Dans le jeu comme dans les statistiques Julien Benneteau aura tenu la comparaison de bout en bout. Un ace de plus que le Suisse, le même ratio de première balle, la même vitesse moyenne de service. Quelques fautes de plus, quelques balles de break en moins se seront chargées de faire toute la différence entre un eternel champion et un joueur au courage exemplaire et à la confiance maximale. Ce soir, Roger Federer a montré que, même dans un grand jour, son adversaire ne pouvait faire la mesure. Après la déroute surprise de Nadal hier, Federer avait à coeur de justifier sa 2ème place à l’ATP. Il l’a fait. Avec brio même, bien que son match ne restera pas comme la plus belle preuve de son génie. Mais Federer est bien présent, ici, à Wimbledon, où il s’est imposé à six reprises et où il rêve de rejoindre l’inaccessible record de Pete Sampras qu’il s’est contenté de regarder du coin de l’oeil jusqu’à présent. Et de redevenir numéro 1, accessoirement. En huitièmes de finale, Federer affrontera le Belge Xavier Malisse. Tombeur de Fernando Verdasco en cinq sets éprouvant, Malisse n’a pas ménagé ses efforts face à l’Espagnol. Federer non plus.
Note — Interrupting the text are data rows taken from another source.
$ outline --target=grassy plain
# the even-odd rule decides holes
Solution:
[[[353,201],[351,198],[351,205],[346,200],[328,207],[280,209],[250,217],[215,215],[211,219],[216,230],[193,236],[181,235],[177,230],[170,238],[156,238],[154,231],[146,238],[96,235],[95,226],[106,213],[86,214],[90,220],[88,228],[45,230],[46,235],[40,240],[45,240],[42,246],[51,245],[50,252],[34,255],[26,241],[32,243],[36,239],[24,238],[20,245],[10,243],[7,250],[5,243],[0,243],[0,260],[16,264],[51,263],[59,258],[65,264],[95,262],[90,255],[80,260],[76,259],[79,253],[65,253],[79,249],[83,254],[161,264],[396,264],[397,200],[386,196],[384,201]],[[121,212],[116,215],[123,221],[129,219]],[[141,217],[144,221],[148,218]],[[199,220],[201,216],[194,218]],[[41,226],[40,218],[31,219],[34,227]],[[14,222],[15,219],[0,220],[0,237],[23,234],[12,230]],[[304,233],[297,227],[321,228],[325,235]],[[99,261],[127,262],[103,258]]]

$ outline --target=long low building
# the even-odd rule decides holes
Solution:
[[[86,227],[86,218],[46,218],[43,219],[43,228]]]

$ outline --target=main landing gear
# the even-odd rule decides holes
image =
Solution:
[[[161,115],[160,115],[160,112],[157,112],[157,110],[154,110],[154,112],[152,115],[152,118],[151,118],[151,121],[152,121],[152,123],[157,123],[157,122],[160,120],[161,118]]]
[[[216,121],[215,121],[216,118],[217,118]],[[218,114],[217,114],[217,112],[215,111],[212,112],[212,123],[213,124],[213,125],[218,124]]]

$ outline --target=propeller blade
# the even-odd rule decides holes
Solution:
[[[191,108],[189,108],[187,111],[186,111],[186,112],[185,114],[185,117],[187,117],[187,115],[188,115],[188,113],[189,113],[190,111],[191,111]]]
Tant physiquement que mentalement, Roger a dû puiser dans ses ressources. Des ressources que beaucoup ont tendance à lui retirer au fil des années. Mais elles sont toujours présentes, tout comme la soif de victoire du Suisse. En huitièmes, son adversaire aura beau démontrer tout ce que son nom de famille lui accorde, Roger Federer risque d’être difficile à bouger. Une victoire sans émotion n’a pas la même saveur. L’émotion, Roger l’a eu ce soir. A lui désormais de s’en servir à bon escient.